Si sente di dire qualcosa alla persona che ha incendiato la Venere?
«Non vedo l’ora di vederlo, sedermi con lui, guardarlo negli occhi e abbracciarlo. Questa persona ha un bisogno profondo, a cui credo che la Venere possa offrire una soluzione. Ha agito per sofferenza, spero che trovi un sollievo. Lo stesso sollievo che riesce a procurare a noi tutti attraverso il suo atto di follia. Non solo l’ho perdonato, ma lo abbraccio profondamente. Sta collaborando con noi, ma noi dobbiamo collaborare con lui».

Come mai la sua opera è stata data alle fiamme, secondo lei? Che interpretazione ne ha tratto?
«Penso che a dare fuoco alla Venere sia stata una scintilla di dolore. Le istituzioni che dovrebbero curare questa persona, se potrà uscire dal carcere, si chiama proprio Scintilla».

Come mai ha deciso di donare la seconda Venere al Comune?
«Ho messo a disposizione i miei materiali, ma adesso questa mia opera non deve essere ripagata a me, bensì alla società che le ha dato fuoco. È la società che deve essere risarcita. La Venere è la bellezza profonda dello spirito umano che attraversa tutti i tempi. La stessa parola "Venere" vuol dire "venerabilità": è il simbolo della venerazione, di qualcosa che rimane. Dall'altro lato, nello stesso tempo, ci sono gli stracci, che rappresentano la disgregazione, qualcosa che continua a finire in rovina. Come le rovine delle città antiche. Le rovine di Roma, in questo senso, sono degli stracci. Sono bellissime e rigenerate dalla venerazione».
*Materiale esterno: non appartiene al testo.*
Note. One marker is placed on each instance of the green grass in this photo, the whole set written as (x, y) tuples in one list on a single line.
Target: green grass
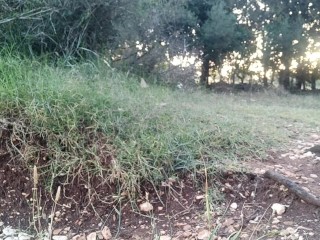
[(90, 120)]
La Dea degli Stracci può rappresentare Partenope, dunque? Cosa vuole comunicare alla città la Venere rinata?
«Napoli ha una venerabilità straordinaria: è illuminata dall'arte, ma allo stesso tempo vive contraddizioni evidenti, quelle delle sue parti più problematiche e degenerative. La Venere ricorda, come le ho detto, la necessità della rigenerazione verso un nuovo paradiso. Nell’ultimo secolo, il secondo paradiso umano, quello artificiale in cui l’uomo modifica l’ambiente con la sua intelligenza, sta diventando un problema per la natura. Ora va trovato un equilibrio tra l’artificio e la natura, così da arrivare al terzo paradiso, in cui c’è armonia tra la natura e il mondo artificiale. Siamo in un momento di grandi decisioni comuni, nel mondo, per raggiungere questa terza fase in cui si ristabilisce un rapporto sopportabile per il futuro tra la natura e gli esseri umani. La parola paradiso nasce dall’antico persiano. Significa “giardino protetto”, cioè piccoli muri nel deserto per impedire al vento arido e bruciante di entrare in queste mura. Lì dentro, l’umidità della notte faceva nascere la vegetazione. Era questo il miracolo della natura, nata dall’artificio della costruzione delle mura. Da questo gesto sono nate la stanzialità e quindi le città. Tutti noi, in sintesi, dobbiamo lavorare sulla rigenerazione, sul trasformare gli stracci in qualcosa di non degradato. E la Venere serve a ricordarci questo. Ripeto: vorrei abbracciare l’autore del rogo. Come evitiamo la mostruosità del delitto se non la sappiamo abbracciare con la venerabilità del nostro pensiero più illuminato?».